According to this version, Afanasyev, Chirny and Kolchenko, as well as “other unidentified individuals”, on Sentsov’s instructions, carried out arson attacks on buildings of the Russian Community of the Crimea on April 14 and the local branch of the United Russia party on April 18.  In both cases it was earlier reported that a Molotov cocktail had been thrown, with the Russian Community having a door slightly burned, and United Russia – a window damaged.

The prosecution also asserts that, on Sentsov’s instructions, Chirny and Afanasyev obtained homemade explosive devices which were supposed to be used for two terrorist acts on May 9 – blowing up the monument to Lenin at the railway square in Simferopol and the Eternal Flame memorial.

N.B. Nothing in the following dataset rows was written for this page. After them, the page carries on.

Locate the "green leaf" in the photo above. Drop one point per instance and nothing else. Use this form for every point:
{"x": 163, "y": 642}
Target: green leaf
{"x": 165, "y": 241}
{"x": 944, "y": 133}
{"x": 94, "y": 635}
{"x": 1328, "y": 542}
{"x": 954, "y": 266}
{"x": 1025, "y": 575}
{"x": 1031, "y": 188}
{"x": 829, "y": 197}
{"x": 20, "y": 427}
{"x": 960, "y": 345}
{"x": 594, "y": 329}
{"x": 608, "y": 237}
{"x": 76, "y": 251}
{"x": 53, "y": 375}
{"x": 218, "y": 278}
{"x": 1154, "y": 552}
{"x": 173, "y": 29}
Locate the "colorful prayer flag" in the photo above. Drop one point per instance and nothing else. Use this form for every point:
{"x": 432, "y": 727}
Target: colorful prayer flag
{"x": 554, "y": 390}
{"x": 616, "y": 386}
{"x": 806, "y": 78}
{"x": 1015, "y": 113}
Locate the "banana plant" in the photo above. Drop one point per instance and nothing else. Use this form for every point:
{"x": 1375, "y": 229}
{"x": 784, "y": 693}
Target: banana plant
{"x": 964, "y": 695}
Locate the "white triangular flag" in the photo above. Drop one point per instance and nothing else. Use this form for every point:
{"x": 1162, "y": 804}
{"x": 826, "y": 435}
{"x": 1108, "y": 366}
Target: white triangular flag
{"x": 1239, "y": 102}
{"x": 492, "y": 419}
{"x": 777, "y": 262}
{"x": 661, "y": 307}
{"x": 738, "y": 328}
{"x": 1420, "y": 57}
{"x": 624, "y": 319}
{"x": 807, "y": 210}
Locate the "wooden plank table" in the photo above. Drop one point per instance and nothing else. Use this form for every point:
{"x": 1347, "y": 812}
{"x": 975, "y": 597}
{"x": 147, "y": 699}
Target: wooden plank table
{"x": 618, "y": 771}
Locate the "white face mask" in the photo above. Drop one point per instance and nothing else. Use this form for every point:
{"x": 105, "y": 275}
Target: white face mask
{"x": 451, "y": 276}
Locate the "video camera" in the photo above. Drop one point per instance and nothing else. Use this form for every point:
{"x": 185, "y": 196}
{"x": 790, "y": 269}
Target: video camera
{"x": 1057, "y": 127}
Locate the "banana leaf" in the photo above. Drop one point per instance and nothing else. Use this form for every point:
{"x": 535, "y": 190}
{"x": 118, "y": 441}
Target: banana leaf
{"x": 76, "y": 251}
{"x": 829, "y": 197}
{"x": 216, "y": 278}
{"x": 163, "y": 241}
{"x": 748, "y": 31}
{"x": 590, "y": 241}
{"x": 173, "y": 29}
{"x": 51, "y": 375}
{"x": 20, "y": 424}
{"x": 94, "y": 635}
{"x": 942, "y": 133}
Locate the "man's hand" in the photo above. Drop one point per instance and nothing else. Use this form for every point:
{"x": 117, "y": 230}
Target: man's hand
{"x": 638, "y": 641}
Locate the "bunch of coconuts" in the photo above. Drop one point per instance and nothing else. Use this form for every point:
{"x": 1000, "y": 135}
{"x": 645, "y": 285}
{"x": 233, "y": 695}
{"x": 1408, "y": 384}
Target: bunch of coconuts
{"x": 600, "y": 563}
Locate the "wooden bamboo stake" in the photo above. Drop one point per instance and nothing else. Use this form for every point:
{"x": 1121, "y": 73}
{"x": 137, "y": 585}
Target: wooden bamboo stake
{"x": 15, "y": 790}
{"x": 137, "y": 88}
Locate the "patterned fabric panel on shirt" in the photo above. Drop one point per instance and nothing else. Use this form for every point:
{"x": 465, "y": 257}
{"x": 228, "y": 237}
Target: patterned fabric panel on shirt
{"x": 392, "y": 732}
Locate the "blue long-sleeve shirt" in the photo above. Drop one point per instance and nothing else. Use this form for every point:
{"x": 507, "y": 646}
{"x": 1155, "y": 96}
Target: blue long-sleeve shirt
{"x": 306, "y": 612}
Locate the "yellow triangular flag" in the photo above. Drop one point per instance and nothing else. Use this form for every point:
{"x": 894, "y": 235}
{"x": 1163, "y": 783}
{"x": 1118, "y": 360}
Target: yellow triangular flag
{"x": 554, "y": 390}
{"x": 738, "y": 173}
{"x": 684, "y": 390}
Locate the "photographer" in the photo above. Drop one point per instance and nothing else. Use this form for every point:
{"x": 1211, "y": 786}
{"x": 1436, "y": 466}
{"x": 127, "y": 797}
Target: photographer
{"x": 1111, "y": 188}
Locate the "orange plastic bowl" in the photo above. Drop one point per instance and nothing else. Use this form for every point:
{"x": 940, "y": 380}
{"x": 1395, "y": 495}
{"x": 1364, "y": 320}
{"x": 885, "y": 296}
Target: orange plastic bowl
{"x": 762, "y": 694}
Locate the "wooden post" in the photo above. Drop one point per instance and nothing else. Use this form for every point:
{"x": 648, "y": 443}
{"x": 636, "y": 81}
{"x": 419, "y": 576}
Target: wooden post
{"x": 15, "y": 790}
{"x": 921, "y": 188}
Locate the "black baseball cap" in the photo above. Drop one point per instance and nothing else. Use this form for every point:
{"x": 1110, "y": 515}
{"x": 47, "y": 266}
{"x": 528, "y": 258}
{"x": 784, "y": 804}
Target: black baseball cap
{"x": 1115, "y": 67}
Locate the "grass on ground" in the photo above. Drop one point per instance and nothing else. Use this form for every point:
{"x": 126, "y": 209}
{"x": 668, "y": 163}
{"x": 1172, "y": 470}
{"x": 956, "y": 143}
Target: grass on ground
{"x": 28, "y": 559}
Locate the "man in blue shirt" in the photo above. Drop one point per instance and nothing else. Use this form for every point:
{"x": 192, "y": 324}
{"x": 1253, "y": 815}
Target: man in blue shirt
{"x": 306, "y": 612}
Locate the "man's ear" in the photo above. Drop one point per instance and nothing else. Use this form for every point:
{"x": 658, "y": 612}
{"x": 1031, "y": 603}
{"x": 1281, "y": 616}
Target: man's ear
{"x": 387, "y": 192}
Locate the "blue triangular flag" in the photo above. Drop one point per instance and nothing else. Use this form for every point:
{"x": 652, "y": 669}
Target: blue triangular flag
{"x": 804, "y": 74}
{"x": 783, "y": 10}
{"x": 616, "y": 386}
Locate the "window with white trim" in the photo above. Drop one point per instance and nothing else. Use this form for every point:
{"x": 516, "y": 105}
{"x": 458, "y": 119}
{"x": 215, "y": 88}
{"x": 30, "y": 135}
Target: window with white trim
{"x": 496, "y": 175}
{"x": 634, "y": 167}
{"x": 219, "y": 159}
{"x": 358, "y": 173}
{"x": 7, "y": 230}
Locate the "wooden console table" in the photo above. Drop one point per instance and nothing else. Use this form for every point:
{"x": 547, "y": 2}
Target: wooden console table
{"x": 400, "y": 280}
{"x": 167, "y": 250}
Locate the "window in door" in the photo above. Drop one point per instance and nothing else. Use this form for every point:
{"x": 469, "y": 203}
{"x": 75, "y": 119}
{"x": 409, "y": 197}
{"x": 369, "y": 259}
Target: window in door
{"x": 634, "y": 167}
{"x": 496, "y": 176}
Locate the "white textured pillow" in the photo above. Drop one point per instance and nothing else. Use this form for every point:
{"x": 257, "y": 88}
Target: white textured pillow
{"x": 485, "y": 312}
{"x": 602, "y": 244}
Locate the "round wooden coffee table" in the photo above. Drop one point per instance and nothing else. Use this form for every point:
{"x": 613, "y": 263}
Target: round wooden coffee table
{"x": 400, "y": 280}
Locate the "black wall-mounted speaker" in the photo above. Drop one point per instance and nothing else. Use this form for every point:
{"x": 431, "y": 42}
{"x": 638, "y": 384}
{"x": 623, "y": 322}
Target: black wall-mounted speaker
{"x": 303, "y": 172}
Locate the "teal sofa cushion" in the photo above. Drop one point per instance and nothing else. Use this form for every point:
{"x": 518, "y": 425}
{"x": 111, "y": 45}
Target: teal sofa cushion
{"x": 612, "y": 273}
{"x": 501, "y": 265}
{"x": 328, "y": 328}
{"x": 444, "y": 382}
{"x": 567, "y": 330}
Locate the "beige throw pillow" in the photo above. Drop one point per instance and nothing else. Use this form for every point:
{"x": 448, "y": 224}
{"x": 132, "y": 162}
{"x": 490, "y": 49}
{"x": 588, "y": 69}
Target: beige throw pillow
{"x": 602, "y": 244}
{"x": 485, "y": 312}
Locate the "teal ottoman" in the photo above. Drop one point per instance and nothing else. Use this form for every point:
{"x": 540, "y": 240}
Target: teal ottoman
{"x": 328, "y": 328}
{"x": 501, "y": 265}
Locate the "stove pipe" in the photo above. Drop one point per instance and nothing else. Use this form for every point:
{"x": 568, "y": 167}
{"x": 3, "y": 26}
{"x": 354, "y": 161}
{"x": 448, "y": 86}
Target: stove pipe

It claims that the explosions did not happen since both men were arrested first.  This does not correspond with earlier information according to which Chirny’s arrest was considerably later. after the supposedly planned terrorist acts.

According to the statement from the FSB on May 30, terrorist attacks were planned not on monuments, but on railways and other important parts of Simferopol infrastructure.

There was nothing linking any of the four men with Right Sector, and none of the alleged terrorist acts took place.  The four defendants were connected only by their shared opposition to Russia’s occupation of the Crimea.   

   Oleg Sentsov and Oleksandr Kolchenko

Russia has claimed that three of the men ‘automatically’ became Russian nationals because they did not go in person to the restricted number of offices in the Crimea to register their wish to retain Ukrainian citizenship.  Any such claims have been roundly rejected by both Sentsov and Kolchenko and condemned by human rights groups and Ukraine’s Human Rights Ombudsperson Valeria Lutkovska.  It is probably significant that the one defendant – Chirny who is recognized as a Ukrainian national and allowed visits from the Ukrainian consul has not yet been sentenced despite also having ‘confessed’. 

Suspicion that the two men’s ‘confessions’ were obtained under duress appear confirmed by the repeated allegations by Sentsov and Kolchenko that they were subjected to torture and pressure while in custody in Simferopol.   Sentsov asserts that the investigators demanded that he testify against EuroMaidan and the new Kyiv government.  He was told that if he refused, the charges against him would be increased.

Both Sentsov and Kolchenko have consistently denied all the charges against them.  As well as the fact that effectively no terrorist attacks took place, even though the investigators’ claim that this was because two of the men had been arrested is false, the charges lack any substance for other reasons.  Sentsov is a renowned film director, who is also bringing up two young children, one suffering from autism, by himself.  Even finding the time to “mastermind a Right Sector terrorist plot would be difficult, let alone the incentive to so risk his children’s wellbeing and his career.  Kolchenko is a staunch anti-fascist and left-wing activist who would not be seen dead in a Right Sector conspiracy.

The Memorial Human Rights Centre has recognized Sentsov and Kolchenko as political prisoners, and Amnesty International has called on Russian authorities to investigate Sentsov’s allegations of ill-treatment and to return the Ukrainian detainees to Crimea.  A number of prominent European film directors, including Andrzej Wajda, Krzysztof Zanussi, Agnieszka Holland, Ken Loach, Mike Leigh, and Pedro Almodovar have also interceded on Sentsov’s behalf.